La privation pour un enfant, notamment s’il souffre d’un handicap, de toute possibilité de bénéficier d’une scolarisation ou d’une formation scolaire adaptée, selon les modalités que le législateur a définies afin d’assurer le respect de l’exigence constitutionnelle d’égal accès à l’instruction, est susceptible de constituer une atteinte grave et manifestement illégale à une liberté fondamentale, au sens de l’article L. 521-2 du code de justice administrative, pouvant justifier l’intervention du juge des référés sur le fondement de cet article, sous réserve qu’une urgence particulière rende nécessaire l’intervention d’une mesure de sauvegarde dans les quarante-huit heures. En outre, le caractère grave et manifestement illégal d’une telle atteinte s’apprécie dans les circonstances propres à l’espèce en tenant compte, d’une part, de l’âge et de l’état de l’enfant et, d’autre part, des diligences accomplies par l’autorité administrative compétente ainsi que des moyens dont elle dispose.

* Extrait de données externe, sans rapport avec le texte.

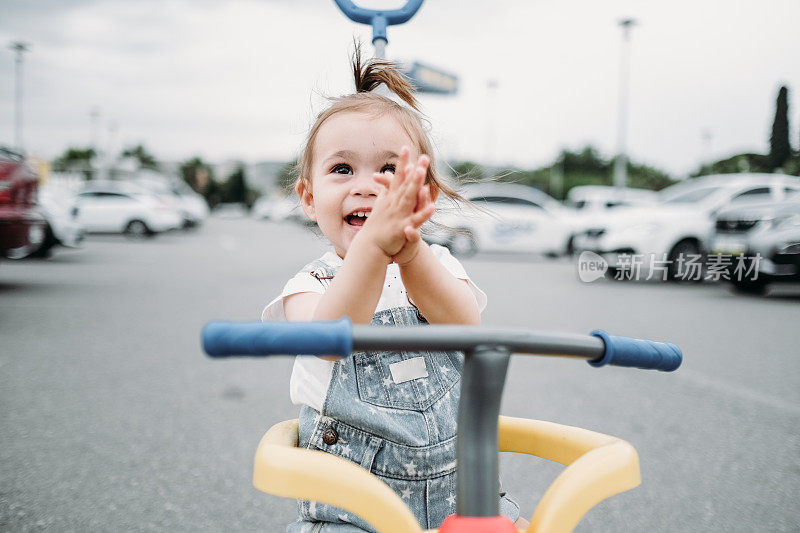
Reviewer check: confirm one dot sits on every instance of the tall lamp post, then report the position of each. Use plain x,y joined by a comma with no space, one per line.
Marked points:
20,48
621,161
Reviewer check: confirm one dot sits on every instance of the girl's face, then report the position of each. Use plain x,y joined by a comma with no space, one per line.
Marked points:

4. S’il résulte de l’instruction que le fils de M. B... ne bénéficie pas de l’aide individualisé qui lui a été accordée le 10 octobre 2025, à savoir un accompagnement des élèves en situation de handicap (AESH), valable du 9 octobre 2025 au 31 août 2026, y compris sur les temps méridiens, dans l’école de Lescar où il est scolarisé (classe CP Ulis de l’école Paul Fort), et qu’il ne bénéficie d’un accompagnement mutualisé, décrit comme très insuffisant et comme conduisant, de fait, à limiter son temps de présence à l’école, et s’il produit des échanges de mails avec le rectorat de Bordeaux et l’école, la situation décrite, aussi regrettable soit-elle, ne caractérise cependant pas l’existence d’une situation d’urgence particulière de nature à justifier l’intervention du juge des référés dans le délai très bref prévu à l’article L. 521-2 du code de justice administrative.

5. Par suite, les conclusions présentées par M. B... doivent être rejetées selon la procédure prévue par l’article L. 522-3 du code de justice administrative.



O R D O N N E :


Article 1er : La requête de M. B... est rejetée.




Article 2 : La présente ordonnance sera notifiée à M. A... B....

Copie pour information sera adressée au rectorat de l’académie de Bordeaux.


Fait à Pau, le 11 mars 2026.


La juge des référés,



S. PERDU


La République mande et ordonne au ministre de l’éducation nationale en ce qui le concerne, ou à tous commissaires de justice à ce requis en ce qui concerne les voies de droit commun contre les parties privées, de pourvoir à l’exécution de la présente ordonnance.